Als die Schweiz aus Wohnungsnot auf ein Grundrecht verzichtete

Die Niederlassungsfreiheit ist ein Grundrecht. In den 1940er-Jahren wurde sie im Kampf gegen die Wohnungsnot vorübergehend eingeschränkt.

Mathilde Fischer mit Tochter Madeleine: Wehrten sich 1947 erfolgreich gegen die Verweigerung der Niederlassungsbewilligung.

(Bild: Georg Fischer)

Die Niederlassungsfreiheit ist ein Grundrecht. In den 1940er-Jahren wurde sie im Kampf gegen die Wohnungsnot vorübergehend eingeschränkt.

Bis Ende Mai 1946 lebte Mathilde Fischer in Fulenbach.
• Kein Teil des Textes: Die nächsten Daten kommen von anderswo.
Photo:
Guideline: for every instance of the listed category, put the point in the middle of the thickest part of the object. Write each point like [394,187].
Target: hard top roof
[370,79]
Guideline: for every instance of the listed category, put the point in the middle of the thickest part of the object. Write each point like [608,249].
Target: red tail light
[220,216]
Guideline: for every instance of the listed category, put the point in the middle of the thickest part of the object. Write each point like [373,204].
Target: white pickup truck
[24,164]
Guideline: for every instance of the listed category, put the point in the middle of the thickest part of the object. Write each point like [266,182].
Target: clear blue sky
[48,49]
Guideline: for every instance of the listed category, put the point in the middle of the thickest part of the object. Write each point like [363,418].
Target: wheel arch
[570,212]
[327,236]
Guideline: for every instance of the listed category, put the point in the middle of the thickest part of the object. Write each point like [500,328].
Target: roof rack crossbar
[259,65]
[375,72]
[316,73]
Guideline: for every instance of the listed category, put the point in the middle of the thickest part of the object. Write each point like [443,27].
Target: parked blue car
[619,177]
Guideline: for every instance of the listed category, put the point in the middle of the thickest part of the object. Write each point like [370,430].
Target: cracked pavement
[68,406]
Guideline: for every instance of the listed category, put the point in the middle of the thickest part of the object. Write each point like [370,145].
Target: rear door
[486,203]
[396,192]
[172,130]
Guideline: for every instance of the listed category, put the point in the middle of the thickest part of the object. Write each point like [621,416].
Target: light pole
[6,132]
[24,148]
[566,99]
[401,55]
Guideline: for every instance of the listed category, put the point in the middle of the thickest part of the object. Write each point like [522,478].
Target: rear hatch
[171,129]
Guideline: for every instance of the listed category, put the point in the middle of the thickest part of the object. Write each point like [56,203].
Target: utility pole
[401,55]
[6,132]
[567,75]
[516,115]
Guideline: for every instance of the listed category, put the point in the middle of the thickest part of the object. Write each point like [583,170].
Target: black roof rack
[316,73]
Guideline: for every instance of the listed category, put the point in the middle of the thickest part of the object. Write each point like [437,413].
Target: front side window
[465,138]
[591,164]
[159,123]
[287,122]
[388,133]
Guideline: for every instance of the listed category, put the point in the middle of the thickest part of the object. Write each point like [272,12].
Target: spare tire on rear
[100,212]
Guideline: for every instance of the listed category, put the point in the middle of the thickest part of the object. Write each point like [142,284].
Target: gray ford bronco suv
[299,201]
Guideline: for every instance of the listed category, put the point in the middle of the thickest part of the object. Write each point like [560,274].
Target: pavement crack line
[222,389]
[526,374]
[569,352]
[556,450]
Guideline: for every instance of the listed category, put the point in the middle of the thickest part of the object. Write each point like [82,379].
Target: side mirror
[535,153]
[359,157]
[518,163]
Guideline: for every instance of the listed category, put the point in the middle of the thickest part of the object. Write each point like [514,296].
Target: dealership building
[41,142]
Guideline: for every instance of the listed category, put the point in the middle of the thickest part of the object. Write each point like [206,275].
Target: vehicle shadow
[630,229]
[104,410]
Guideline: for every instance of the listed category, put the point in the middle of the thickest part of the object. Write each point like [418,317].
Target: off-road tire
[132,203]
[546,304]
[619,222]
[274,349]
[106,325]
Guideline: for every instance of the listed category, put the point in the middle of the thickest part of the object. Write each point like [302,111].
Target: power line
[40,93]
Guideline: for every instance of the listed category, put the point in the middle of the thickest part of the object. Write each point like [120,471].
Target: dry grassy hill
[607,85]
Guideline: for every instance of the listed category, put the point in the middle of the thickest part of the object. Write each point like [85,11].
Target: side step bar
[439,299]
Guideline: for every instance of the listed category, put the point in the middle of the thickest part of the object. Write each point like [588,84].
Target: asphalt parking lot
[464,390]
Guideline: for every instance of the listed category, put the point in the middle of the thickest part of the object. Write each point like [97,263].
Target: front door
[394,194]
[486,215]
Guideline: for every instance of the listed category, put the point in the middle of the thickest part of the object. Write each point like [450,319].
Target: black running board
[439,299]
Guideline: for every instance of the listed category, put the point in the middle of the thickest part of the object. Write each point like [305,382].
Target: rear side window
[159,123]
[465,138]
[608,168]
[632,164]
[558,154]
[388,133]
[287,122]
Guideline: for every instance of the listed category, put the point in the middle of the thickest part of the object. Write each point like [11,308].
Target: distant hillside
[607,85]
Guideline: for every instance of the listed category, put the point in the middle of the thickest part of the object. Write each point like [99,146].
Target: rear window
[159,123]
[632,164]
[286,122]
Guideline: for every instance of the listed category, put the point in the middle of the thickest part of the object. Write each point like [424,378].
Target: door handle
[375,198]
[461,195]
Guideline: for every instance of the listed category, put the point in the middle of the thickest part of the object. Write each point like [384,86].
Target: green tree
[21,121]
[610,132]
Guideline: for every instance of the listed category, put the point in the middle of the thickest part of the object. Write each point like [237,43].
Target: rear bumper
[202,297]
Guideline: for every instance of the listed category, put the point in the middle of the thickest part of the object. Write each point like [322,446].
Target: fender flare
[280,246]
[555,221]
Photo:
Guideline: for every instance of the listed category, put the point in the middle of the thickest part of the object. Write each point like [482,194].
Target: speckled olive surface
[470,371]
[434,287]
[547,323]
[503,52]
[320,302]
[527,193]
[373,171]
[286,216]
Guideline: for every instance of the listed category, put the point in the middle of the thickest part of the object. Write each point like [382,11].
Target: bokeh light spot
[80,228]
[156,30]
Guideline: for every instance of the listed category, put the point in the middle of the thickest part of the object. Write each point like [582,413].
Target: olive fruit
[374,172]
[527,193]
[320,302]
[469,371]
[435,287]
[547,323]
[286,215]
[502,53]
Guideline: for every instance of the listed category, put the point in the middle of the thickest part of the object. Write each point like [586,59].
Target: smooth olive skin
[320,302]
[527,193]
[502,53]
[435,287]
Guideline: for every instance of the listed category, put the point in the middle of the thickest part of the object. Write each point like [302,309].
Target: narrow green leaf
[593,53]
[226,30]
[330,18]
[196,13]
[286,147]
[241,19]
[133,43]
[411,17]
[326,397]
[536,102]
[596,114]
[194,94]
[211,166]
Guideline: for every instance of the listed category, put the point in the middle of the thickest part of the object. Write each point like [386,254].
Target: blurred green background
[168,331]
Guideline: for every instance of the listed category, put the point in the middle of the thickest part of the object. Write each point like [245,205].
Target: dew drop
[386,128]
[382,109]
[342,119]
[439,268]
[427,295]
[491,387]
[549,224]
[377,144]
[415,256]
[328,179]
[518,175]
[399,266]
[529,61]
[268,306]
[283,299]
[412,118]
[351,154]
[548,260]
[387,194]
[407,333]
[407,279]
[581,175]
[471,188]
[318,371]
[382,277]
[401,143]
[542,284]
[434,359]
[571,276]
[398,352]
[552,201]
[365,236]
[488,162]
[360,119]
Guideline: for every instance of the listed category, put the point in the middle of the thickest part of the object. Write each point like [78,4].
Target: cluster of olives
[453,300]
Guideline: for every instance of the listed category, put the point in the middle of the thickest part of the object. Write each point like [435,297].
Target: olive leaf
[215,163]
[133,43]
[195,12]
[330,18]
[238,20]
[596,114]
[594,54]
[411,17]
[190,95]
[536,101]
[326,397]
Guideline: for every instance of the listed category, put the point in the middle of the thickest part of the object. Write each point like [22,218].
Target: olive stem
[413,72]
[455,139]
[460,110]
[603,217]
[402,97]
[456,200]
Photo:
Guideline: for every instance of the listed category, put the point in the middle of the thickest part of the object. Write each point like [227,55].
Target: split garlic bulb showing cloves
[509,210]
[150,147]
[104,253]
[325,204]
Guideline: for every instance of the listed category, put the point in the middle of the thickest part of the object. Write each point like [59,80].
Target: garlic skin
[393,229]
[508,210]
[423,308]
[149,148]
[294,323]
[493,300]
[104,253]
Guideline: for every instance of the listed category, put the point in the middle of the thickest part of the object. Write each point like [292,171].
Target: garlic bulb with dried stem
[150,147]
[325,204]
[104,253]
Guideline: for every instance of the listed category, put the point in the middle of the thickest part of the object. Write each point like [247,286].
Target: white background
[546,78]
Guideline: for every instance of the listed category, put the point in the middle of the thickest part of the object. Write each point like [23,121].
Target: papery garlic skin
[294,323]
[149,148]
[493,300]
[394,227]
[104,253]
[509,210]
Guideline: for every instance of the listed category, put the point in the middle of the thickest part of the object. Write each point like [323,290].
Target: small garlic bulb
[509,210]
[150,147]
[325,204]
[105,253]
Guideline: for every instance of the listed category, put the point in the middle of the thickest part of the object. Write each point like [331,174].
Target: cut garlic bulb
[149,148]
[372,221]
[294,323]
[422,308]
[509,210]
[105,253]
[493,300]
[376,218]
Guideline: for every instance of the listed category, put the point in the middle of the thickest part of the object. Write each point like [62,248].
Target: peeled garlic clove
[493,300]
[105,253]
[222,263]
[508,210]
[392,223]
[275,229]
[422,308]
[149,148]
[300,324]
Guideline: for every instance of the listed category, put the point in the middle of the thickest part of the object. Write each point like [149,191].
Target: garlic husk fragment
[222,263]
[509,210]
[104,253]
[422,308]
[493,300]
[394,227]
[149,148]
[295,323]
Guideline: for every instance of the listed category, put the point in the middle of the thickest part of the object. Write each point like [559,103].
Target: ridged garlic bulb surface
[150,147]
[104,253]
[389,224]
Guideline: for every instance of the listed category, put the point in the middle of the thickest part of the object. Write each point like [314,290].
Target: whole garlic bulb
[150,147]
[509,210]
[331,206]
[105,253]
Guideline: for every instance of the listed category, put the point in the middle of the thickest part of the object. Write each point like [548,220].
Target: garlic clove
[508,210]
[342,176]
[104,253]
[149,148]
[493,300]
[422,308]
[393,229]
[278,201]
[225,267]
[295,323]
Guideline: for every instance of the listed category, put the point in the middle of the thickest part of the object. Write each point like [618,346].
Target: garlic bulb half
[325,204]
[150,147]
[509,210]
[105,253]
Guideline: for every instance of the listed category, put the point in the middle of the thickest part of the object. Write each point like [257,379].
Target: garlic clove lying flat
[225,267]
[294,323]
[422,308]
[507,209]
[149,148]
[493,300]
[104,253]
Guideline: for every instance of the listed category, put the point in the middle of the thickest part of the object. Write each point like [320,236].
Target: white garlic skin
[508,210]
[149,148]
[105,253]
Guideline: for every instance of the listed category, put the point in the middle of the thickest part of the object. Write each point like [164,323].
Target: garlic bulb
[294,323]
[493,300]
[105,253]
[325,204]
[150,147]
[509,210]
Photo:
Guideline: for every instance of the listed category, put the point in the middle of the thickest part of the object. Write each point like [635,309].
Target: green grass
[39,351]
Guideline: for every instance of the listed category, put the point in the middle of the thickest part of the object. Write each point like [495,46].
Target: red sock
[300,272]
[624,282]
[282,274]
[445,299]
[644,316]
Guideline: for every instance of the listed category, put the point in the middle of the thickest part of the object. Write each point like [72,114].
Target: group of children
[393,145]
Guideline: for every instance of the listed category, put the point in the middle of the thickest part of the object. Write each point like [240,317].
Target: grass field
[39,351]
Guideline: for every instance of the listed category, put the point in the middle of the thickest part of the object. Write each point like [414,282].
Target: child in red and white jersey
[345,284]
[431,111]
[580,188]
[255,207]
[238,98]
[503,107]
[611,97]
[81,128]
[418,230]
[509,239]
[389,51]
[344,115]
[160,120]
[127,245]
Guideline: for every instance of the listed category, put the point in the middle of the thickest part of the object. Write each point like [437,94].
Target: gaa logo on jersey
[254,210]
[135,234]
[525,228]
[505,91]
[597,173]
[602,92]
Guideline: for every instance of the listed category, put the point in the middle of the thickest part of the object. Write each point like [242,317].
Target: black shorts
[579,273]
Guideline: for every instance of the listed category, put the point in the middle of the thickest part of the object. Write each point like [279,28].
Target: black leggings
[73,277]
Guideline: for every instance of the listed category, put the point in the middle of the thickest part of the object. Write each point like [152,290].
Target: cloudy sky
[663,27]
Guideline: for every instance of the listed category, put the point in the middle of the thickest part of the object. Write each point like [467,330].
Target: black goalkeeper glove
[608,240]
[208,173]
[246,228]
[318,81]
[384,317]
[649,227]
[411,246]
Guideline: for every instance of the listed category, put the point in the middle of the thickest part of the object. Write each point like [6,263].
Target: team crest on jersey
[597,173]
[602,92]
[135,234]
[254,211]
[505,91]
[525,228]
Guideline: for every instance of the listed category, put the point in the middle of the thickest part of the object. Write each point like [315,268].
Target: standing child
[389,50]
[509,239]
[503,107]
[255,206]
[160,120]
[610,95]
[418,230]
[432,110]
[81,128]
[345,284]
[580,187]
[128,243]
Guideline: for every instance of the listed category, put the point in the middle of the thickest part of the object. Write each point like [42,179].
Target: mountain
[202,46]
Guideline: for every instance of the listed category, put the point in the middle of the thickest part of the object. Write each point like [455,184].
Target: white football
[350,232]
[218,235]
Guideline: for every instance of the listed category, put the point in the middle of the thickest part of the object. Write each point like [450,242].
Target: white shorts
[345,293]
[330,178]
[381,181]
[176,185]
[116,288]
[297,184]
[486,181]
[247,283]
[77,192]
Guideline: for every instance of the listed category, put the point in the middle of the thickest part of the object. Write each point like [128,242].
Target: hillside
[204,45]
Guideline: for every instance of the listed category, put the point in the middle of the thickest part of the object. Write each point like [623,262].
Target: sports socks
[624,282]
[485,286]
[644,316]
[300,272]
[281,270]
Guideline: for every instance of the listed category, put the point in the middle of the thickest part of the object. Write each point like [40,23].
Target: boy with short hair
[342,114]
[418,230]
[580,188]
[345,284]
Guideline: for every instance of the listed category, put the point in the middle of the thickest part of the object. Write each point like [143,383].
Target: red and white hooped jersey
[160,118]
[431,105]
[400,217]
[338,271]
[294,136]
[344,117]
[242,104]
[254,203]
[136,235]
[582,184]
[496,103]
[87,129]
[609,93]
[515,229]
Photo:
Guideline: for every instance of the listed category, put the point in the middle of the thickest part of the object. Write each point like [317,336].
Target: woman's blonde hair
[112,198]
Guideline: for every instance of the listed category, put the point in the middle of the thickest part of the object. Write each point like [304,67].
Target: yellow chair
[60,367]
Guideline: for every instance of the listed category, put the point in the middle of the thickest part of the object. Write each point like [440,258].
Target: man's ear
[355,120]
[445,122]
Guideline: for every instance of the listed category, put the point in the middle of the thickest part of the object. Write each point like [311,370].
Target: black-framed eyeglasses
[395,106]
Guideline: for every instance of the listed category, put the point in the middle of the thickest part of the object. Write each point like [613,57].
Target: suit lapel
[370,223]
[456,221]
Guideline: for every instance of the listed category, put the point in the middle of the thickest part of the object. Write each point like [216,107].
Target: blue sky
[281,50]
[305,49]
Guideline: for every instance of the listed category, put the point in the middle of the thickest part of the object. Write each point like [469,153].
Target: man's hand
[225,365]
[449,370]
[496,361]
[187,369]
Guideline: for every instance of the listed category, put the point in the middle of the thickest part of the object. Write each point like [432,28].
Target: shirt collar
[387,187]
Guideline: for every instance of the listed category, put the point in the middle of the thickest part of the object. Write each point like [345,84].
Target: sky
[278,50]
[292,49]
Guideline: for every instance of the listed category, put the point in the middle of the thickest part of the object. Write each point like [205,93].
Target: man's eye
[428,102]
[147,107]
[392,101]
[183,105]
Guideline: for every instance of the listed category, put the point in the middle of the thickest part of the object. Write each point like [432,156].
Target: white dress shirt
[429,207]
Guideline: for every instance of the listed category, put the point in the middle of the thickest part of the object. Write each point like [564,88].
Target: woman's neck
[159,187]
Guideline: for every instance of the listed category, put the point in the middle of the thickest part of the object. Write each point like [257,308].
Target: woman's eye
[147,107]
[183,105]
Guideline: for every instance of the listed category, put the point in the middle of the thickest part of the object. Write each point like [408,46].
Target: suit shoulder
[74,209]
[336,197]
Nach der Scheidung von ihrem Mann zog sie auf den 1. August mit ihrer 6-jährigen Tochter Madeleine zu ihrer Mutter nach Egerkingen. In deren Wohnung kamen sie im Zimmer eines 17 Jahre alten Neffen der Mutter unter, der zu jenem Zeitpunkt im Welschland war. Auf Dauer konnte dies aber keine Lösung sein. Die Rückkehr des Neffen war nur eine Frage der Zeit und die Platzverhältnisse waren auch so schon prekär.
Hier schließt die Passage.